# Kashar Cheese Comparison wanted



## larry_stewart (Jan 8, 2014)

Im planning on going to a Turkish restaurant this weekend.  Im overlooking the menu, and notice several dishes featuring Kashar Cheese.

Ive either never had it before, or if I did, I didn't know that was what I was eating.

So I'm wondering if anyone has had it before.  If so, can you kinda compare it to another kind of cheese ( taste, consistency...) (if possible) so I can have a better idea what I'm getting myself into.

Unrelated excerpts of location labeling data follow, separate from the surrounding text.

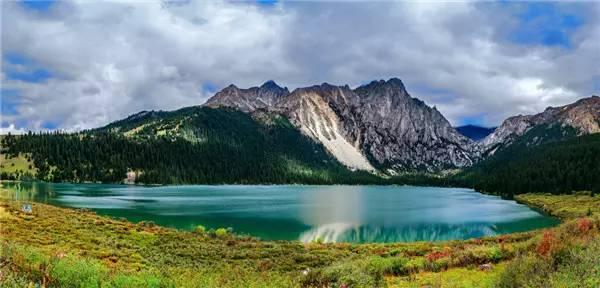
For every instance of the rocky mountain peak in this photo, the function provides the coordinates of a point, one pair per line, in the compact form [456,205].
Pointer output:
[248,100]
[392,88]
[583,115]
[378,121]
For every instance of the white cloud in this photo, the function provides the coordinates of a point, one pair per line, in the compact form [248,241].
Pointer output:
[12,130]
[114,59]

There are few cheeses I dont like, so Im sure Ill be ok, but Id prefer the heads up in advance.

Thanks,

Larry


----------



## GotGarlic (Jan 8, 2014)

It sounds pretty good to me: http://turkishfood.about.com/od/DiscoverTurkishFood/ss/The-Most-Popular-Turkish-Cheeses_4.htm


----------



## Steve Kroll (Jan 9, 2014)

I spent 3 weeks in Turkey during the Gulf War (hard to believe it's been more than 20 years ago), and on most mornings breakfast consisted of Kashar cheese, olives, toast with jam, and coffee. It sounds like a weird combination but it works.

There are lots of variations. The one I had most often was sort of a nondescript salty cheese. You'll see people compare it to Parmesan, but I found it more to be like salty Gouda.


----------



## Steve Kroll (Jan 9, 2014)

Also, I know you're vegetarian. One of the tastiest meals I had there was a cheese ravioli with tomato sauce and yogurt. I don't remember the name but it was delicious!


----------



## GotGarlic (Jan 9, 2014)

Steve Kroll said:


> I spent 3 weeks in Turkey during the Gulf War (hard to believe it's been more than 20 years ago), and on most mornings breakfast consisted of Kashar cheese, olives, toast with jam, and coffee. It sounds like a weird combination but it works.



I had that same tasty breakfast when I visited Turkey in 2003; the ones I had usually also included some sliced cucumber and/or tomato and a fried or hard-boiled egg. Really good and healthy. I didn't realize that's the type of cheese it was, though. I thought it was farmer's cheese - very fresh and not aged. I need to check our local Middle-Eastern market and see what they have.


----------



## jennyema (Jan 9, 2014)

Fresh kashar is the breakfast cheese.  It's a mild white cheese sort of like provolone.

Aged kashar is more like pecorino romano or parmesan


----------



## larry_stewart (Jan 9, 2014)

Great info , guys and gals, I appreciate it.  Im looking forward to all my tasty selections when I ultimately go there for dinner.

I like most cheeses ( do I need to pluralize cheese???) .  Very few I dont like .  I think stilton is one of them.  I remember another when i went to a food and wine show.  I forgot its name, but it smelled and tasted so bad, I thought , for sure, that it was a joke, and someone was filming the reactions of the people who tasted it.  Now Im rambling, but I do remember another cheese served on a cracker with hazelnuts and honey.  That was delicious.


----------



## larry_stewart (Jan 9, 2014)

Steve Kroll said:


> Also, I know you're vegetarian. One of the tastiest meals I had there was a cheese ravioli with tomato sauce and yogurt. I don't remember the name but it was delicious!



How was the yogurt incorporated into the dish?  was it on the side?   mixed in with the tomato sauce?   in the ravioli filling ??  

Just curious


----------



## Steve Kroll (Jan 9, 2014)

larry_stewart said:


> How was the yogurt incorporated into the dish?  was it on the side?   mixed in with the tomato sauce?   in the ravioli filling ??
> 
> Just curious



The dish was in layers. The ravioli (meat or cheese filling) was on the bottom. That was topped with a very simple tomato sauce. And then the yogurt was just dolloped on top.

I never would have thought to put yogurt and tomato together on the same plate, but it was really good.


----------



## Steve Kroll (Jan 9, 2014)

Thinking about this made me hungry for it, so I did some research. Apparently it's called "Manti". Most of the recipes I found called for a minced lamb filling, and the red  sauce is paprika and garlic based. But I'm almost certain the meal I remember had tomato in it.

Now I need to find a good recipe.


----------